# Archer's Tape - A companion program to Archer's Mark



## hdracer (Aug 8, 2007)

Very interesting. Downloaded the program and sent a file from my iphone. Spit out a nice chart...the tape is kinda cramped, though. Numbers overlapping at the low end. I haven't watched the entire video ( will over the next couple days) but is there a way to only show the 10 yd/meter numbers vs every 5 on the tape? The charts appear to be a great way to have backup marks in the event you lose yr phone. 

I need to get my bows reset for outdoors so it will be a bit before I can verify all the marks vs tape.

Thanks for pursuing this!!!

Oh, BTW, I received about 6-8 security warnings from my computer while downloading and installing Archers Tape. Just an FYI. Windows 7, IE 11.0.


----------



## pragmatic_lee (Jan 19, 2008)

Thanks for the feedback. Yep, the tape gets kinda cramped at the short yardage end and will so even more the faster your bow. Right now, what you see is what you get, :wink:, but I've no problem in making changes if enough feedback is provided. I always carry the marks card and use it instead of pulling my phone out between every target. Of course, if I have to make adjustments at the range, I have to use the phone, but I try to have everything set ahead of time. For me, the tape, is primarily used to double check that I set the correct value from the card. Again, thanks for the feedback.



hdracer said:


> Very interesting. Downloaded the program and sent a file from my iphone. Spit out a nice chart...the tape is kinda cramped, though. Numbers overlapping at the low end. I haven't watched the entire video ( will over the next couple days) but is there a way to only show the 10 yd/meter numbers vs every 5 on the tape? The charts appear to be a great way to have backup marks in the event you lose yr phone.
> 
> I need to get my bows reset for outdoors so it will be a bit before I can verify all the marks vs tape.
> 
> ...


----------



## huteson2us2 (Jun 22, 2005)

Since Archers Mark works with an iphone, will you be making a program that works with an apple computer or better yet with a tablet? I do not have a windows computer and am unable to use archers tape but love archers mark. Right now I have to manually feed the numbers into an excel program.


----------



## pragmatic_lee (Jan 19, 2008)

I have no plans at this time to write anything for the Mac line of computers. I jumped on the MacBook Pro bandwagon for a while, but it simply did not meet my needs and I sold it.

As far as having to manually enter your numbers into Excel, why don't you just load the .csv file that Archer's Mark already provides?

And I'm sure you're aware that there are several Windows emulators for Apple OSX.



huteson2us2 said:


> Since Archers Mark works with an iphone, will you be making a program that works with an apple computer or better yet with a tablet?
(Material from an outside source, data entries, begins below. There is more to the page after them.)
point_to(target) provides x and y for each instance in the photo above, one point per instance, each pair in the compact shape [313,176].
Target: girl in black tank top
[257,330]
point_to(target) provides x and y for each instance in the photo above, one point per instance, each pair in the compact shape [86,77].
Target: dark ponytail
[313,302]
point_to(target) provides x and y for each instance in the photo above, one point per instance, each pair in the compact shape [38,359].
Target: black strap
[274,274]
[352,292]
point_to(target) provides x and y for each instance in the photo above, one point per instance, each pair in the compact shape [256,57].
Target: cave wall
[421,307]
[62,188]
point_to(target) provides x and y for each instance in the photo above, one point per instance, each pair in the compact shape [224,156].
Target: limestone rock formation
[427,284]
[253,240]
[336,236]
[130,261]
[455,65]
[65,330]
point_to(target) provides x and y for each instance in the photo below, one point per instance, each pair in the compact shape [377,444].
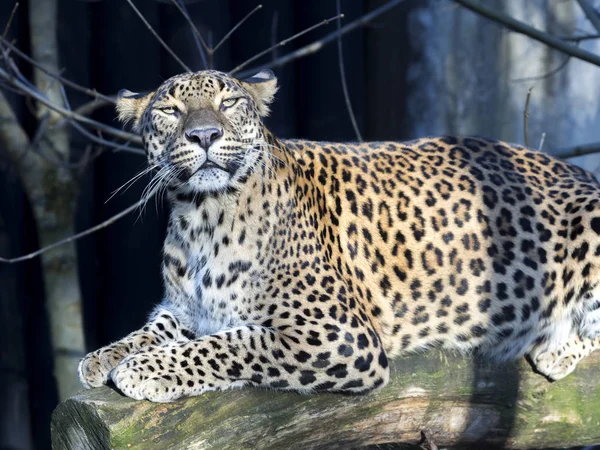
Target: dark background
[104,45]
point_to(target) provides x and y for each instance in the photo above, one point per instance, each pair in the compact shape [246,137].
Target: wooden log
[458,401]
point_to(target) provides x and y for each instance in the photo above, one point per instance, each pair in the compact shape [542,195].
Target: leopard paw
[555,366]
[95,367]
[140,376]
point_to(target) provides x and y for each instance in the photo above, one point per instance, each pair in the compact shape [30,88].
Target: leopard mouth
[208,164]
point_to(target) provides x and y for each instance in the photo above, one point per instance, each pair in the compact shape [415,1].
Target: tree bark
[459,402]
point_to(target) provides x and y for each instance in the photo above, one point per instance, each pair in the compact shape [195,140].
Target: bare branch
[343,75]
[195,33]
[584,37]
[63,80]
[77,236]
[184,13]
[591,14]
[579,150]
[281,44]
[13,139]
[542,139]
[520,27]
[319,44]
[10,18]
[110,144]
[70,114]
[274,24]
[237,25]
[546,75]
[158,38]
[526,117]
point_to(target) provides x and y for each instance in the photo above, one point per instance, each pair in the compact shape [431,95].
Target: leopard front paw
[140,376]
[95,367]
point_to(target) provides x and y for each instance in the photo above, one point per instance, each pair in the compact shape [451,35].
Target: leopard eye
[229,102]
[171,110]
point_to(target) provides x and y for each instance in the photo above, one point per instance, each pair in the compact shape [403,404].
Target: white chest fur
[222,273]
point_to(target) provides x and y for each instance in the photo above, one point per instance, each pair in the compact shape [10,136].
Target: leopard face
[202,131]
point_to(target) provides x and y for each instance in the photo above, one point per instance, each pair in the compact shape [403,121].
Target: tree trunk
[457,401]
[53,200]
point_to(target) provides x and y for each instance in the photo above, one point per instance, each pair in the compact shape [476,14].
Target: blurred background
[418,68]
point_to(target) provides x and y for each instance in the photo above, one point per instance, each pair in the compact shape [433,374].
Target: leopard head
[203,131]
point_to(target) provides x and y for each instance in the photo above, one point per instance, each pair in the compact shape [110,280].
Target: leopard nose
[204,136]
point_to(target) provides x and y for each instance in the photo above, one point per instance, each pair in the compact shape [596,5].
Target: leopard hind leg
[556,357]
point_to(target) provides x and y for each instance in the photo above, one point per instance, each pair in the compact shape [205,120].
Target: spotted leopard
[304,266]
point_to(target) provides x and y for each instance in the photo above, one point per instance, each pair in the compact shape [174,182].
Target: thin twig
[10,18]
[110,144]
[85,110]
[546,75]
[319,44]
[77,236]
[343,75]
[590,13]
[158,38]
[274,25]
[66,82]
[542,142]
[198,40]
[520,27]
[184,13]
[237,25]
[584,37]
[70,114]
[281,44]
[526,117]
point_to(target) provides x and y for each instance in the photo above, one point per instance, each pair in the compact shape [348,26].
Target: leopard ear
[262,86]
[131,106]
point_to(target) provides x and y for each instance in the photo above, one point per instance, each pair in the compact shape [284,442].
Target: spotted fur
[305,265]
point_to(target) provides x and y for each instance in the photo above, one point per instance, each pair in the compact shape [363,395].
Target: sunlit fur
[305,265]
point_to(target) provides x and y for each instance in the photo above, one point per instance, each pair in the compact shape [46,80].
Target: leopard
[305,266]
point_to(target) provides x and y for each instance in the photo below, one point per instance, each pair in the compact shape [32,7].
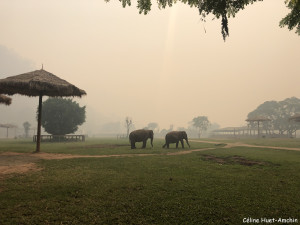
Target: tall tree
[128,125]
[279,113]
[26,126]
[201,123]
[222,9]
[62,116]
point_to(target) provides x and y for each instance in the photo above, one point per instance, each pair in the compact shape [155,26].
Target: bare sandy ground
[11,162]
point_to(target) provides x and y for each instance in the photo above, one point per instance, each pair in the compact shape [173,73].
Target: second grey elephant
[175,137]
[140,136]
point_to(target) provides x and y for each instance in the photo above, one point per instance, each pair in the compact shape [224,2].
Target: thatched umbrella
[38,83]
[5,100]
[295,118]
[257,119]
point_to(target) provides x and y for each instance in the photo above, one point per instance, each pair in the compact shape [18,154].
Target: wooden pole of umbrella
[39,83]
[38,141]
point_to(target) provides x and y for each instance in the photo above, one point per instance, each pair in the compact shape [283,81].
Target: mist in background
[166,67]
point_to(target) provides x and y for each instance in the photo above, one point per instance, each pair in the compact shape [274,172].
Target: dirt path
[11,162]
[238,144]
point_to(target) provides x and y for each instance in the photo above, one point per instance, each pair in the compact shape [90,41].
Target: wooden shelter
[258,119]
[5,100]
[39,83]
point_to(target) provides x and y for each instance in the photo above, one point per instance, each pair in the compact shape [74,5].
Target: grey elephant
[175,137]
[140,136]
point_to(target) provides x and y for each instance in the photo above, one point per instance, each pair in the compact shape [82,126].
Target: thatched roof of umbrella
[39,83]
[295,117]
[7,125]
[5,100]
[257,119]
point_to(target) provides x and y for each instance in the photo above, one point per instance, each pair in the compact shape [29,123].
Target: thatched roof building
[38,82]
[257,119]
[295,117]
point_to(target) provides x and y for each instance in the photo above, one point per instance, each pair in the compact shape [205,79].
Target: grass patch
[160,189]
[94,147]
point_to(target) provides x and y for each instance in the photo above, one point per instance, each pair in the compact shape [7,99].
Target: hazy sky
[162,67]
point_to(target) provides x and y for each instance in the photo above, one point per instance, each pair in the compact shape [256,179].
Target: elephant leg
[144,144]
[182,143]
[133,145]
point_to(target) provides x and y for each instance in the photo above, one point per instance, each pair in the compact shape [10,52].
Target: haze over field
[162,67]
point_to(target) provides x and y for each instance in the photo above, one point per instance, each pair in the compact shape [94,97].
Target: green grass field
[219,186]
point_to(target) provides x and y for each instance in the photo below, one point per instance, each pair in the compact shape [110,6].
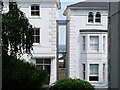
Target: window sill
[94,24]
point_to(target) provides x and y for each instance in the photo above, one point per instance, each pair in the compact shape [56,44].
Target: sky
[62,29]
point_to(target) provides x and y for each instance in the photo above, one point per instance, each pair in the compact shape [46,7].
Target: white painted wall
[47,24]
[75,55]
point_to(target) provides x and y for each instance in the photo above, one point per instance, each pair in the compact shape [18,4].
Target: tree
[17,33]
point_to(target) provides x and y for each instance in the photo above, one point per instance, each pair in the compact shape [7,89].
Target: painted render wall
[78,21]
[114,49]
[47,24]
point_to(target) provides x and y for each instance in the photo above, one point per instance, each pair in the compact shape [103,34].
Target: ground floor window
[94,72]
[44,64]
[84,71]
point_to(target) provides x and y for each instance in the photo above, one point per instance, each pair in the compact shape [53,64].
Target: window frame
[104,43]
[97,18]
[90,18]
[84,43]
[30,16]
[84,71]
[90,43]
[90,75]
[37,35]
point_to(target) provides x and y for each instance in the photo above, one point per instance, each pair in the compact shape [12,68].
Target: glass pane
[37,7]
[32,13]
[39,61]
[39,67]
[47,68]
[93,78]
[47,61]
[37,39]
[93,69]
[37,13]
[32,8]
[37,31]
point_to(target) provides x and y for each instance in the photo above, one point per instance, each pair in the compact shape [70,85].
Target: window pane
[39,61]
[93,69]
[35,10]
[32,8]
[84,71]
[93,78]
[104,43]
[39,67]
[47,61]
[98,17]
[94,43]
[83,42]
[90,17]
[36,35]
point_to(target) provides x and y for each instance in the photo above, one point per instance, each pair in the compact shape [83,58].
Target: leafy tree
[17,33]
[21,75]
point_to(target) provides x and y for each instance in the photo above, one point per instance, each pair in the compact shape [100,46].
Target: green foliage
[17,33]
[71,84]
[20,75]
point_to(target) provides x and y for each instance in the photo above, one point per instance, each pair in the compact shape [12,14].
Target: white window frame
[93,75]
[30,16]
[84,71]
[94,17]
[104,72]
[90,43]
[99,17]
[84,42]
[36,43]
[104,43]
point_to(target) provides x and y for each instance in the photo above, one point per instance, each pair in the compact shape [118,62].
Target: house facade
[114,49]
[87,35]
[42,15]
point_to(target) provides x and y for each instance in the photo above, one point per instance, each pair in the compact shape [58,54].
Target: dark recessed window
[84,71]
[44,64]
[35,10]
[90,17]
[98,17]
[94,72]
[36,35]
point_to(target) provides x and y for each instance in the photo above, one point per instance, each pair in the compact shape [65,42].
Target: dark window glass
[98,17]
[36,35]
[90,17]
[93,78]
[39,61]
[35,10]
[47,61]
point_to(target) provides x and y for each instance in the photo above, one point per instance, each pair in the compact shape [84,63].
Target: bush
[71,84]
[21,75]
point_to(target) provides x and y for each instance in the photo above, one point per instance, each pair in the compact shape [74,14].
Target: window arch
[98,17]
[90,17]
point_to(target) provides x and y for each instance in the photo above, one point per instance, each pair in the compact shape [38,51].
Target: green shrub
[21,75]
[71,84]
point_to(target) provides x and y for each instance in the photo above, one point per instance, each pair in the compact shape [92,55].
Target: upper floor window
[83,42]
[84,71]
[98,17]
[36,35]
[104,42]
[94,43]
[35,10]
[90,17]
[94,72]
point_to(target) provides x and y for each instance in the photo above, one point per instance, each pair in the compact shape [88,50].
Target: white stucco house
[87,34]
[42,15]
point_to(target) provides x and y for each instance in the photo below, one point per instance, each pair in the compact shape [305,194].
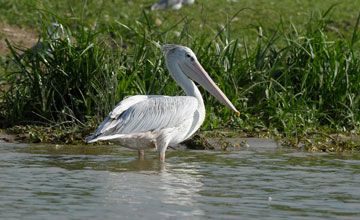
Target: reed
[288,80]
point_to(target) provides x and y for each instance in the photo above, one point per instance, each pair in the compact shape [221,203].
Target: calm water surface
[106,182]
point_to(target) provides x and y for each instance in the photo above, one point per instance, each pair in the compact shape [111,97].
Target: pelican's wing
[139,114]
[163,4]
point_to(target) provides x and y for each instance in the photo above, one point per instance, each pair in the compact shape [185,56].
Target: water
[106,182]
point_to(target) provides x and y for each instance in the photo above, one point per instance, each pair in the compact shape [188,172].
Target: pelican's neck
[186,84]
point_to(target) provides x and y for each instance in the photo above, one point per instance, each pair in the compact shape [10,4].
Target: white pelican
[172,4]
[155,121]
[52,33]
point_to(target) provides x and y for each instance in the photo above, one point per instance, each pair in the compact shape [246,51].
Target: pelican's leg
[141,154]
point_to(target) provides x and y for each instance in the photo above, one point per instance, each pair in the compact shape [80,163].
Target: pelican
[143,122]
[173,4]
[52,34]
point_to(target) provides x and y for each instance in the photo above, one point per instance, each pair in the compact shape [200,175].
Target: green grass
[289,75]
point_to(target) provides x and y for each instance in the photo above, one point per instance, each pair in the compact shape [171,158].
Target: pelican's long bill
[195,71]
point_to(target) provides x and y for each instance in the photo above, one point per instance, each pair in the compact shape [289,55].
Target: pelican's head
[190,66]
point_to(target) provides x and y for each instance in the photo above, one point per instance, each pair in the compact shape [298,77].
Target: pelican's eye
[190,57]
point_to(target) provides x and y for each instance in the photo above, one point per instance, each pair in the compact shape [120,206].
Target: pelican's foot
[141,154]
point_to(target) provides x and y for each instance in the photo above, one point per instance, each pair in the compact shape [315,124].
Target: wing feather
[146,113]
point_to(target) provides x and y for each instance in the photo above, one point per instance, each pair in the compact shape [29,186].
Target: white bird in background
[143,122]
[172,4]
[52,33]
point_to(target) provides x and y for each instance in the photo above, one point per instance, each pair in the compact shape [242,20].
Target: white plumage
[172,4]
[154,121]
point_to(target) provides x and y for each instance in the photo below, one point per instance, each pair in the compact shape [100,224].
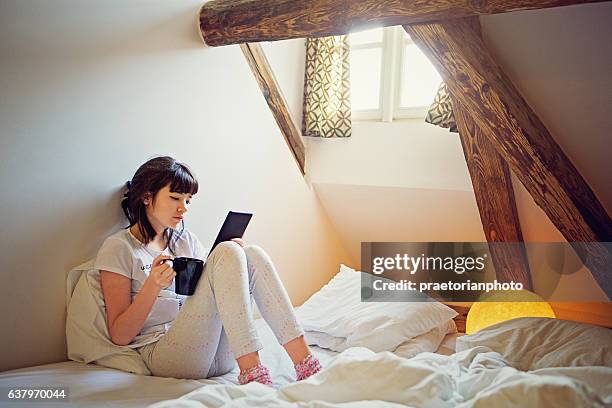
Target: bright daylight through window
[390,77]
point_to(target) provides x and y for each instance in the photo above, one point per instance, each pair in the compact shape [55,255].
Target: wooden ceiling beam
[477,83]
[495,199]
[224,22]
[494,195]
[260,67]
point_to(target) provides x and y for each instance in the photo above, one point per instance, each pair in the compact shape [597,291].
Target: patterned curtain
[441,110]
[327,106]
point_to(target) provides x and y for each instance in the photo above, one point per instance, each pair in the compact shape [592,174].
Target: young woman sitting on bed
[198,336]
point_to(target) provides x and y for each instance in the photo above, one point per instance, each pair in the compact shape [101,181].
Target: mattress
[89,385]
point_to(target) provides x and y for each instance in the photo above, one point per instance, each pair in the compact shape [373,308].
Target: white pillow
[531,343]
[337,310]
[427,342]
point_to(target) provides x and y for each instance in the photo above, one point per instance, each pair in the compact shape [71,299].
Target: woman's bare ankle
[248,361]
[297,349]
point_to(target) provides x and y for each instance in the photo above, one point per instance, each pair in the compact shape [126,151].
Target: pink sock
[258,374]
[307,367]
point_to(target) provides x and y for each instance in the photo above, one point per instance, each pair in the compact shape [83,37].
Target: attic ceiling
[497,127]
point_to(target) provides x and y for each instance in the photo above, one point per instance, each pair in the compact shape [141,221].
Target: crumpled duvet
[477,377]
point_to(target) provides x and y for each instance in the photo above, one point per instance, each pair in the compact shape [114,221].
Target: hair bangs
[183,181]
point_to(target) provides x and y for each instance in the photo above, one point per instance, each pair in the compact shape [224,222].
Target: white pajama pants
[215,325]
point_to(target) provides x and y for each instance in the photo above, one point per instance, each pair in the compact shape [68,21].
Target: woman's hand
[161,274]
[239,241]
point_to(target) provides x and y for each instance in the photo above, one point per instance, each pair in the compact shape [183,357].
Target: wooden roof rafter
[224,22]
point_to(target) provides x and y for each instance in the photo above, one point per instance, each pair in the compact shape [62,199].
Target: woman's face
[167,209]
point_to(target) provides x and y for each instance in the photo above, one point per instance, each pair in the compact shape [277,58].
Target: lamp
[505,305]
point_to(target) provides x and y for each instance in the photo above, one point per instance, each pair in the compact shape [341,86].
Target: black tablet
[233,227]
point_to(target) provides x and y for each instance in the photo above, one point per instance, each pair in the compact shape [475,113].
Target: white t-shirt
[124,254]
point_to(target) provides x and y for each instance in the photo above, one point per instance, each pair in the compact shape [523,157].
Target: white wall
[560,61]
[288,60]
[406,153]
[90,90]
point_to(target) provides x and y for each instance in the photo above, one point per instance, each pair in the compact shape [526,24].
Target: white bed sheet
[90,385]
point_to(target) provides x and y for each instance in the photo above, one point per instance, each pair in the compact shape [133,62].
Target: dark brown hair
[151,177]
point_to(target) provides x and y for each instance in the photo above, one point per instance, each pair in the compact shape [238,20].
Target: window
[390,77]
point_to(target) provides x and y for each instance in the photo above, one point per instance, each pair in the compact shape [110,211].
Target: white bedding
[476,377]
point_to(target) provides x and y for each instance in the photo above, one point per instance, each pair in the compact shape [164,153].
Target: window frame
[392,64]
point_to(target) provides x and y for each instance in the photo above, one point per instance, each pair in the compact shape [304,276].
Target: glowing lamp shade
[505,305]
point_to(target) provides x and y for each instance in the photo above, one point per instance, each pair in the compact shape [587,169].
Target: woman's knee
[227,248]
[253,251]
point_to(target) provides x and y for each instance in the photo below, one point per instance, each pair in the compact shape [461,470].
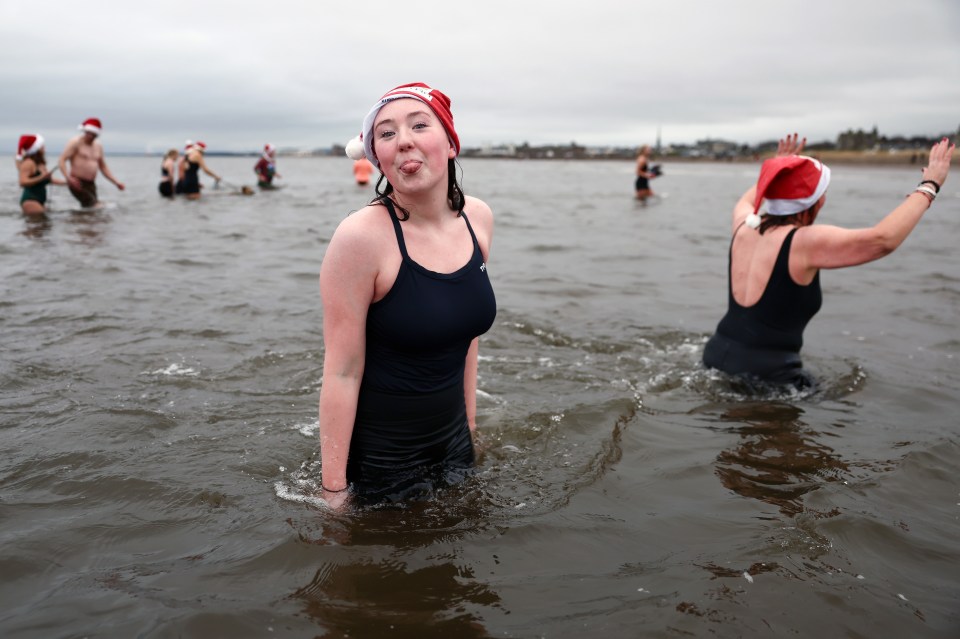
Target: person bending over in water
[34,176]
[266,167]
[193,162]
[405,294]
[84,153]
[774,263]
I do not have a windows computer and am unable to use archers tape but love archers mark. Right now I have to manually feed the numbers into an excel program.


----------



## Sasquech (Dec 15, 2014)

Archers advantage works on mac


----------



## pragmatic_lee (Jan 19, 2008)

And the price of eggs in China is considerably less than in the US. :darkbeer:




Sasquech said:


> Archers advantage works on mac


----------



## huteson2us2 (Jun 22, 2005)

What I mean't to say was that I import the numbers from .cvs into my Excel on my Mac and then manually cut and paste. Archers Tape does the hard work for me as a program. I started using my wife's window's laptop yesterday, but I did not properly shut down her computer afterwards so I may have lost my ability to use her computer again.


----------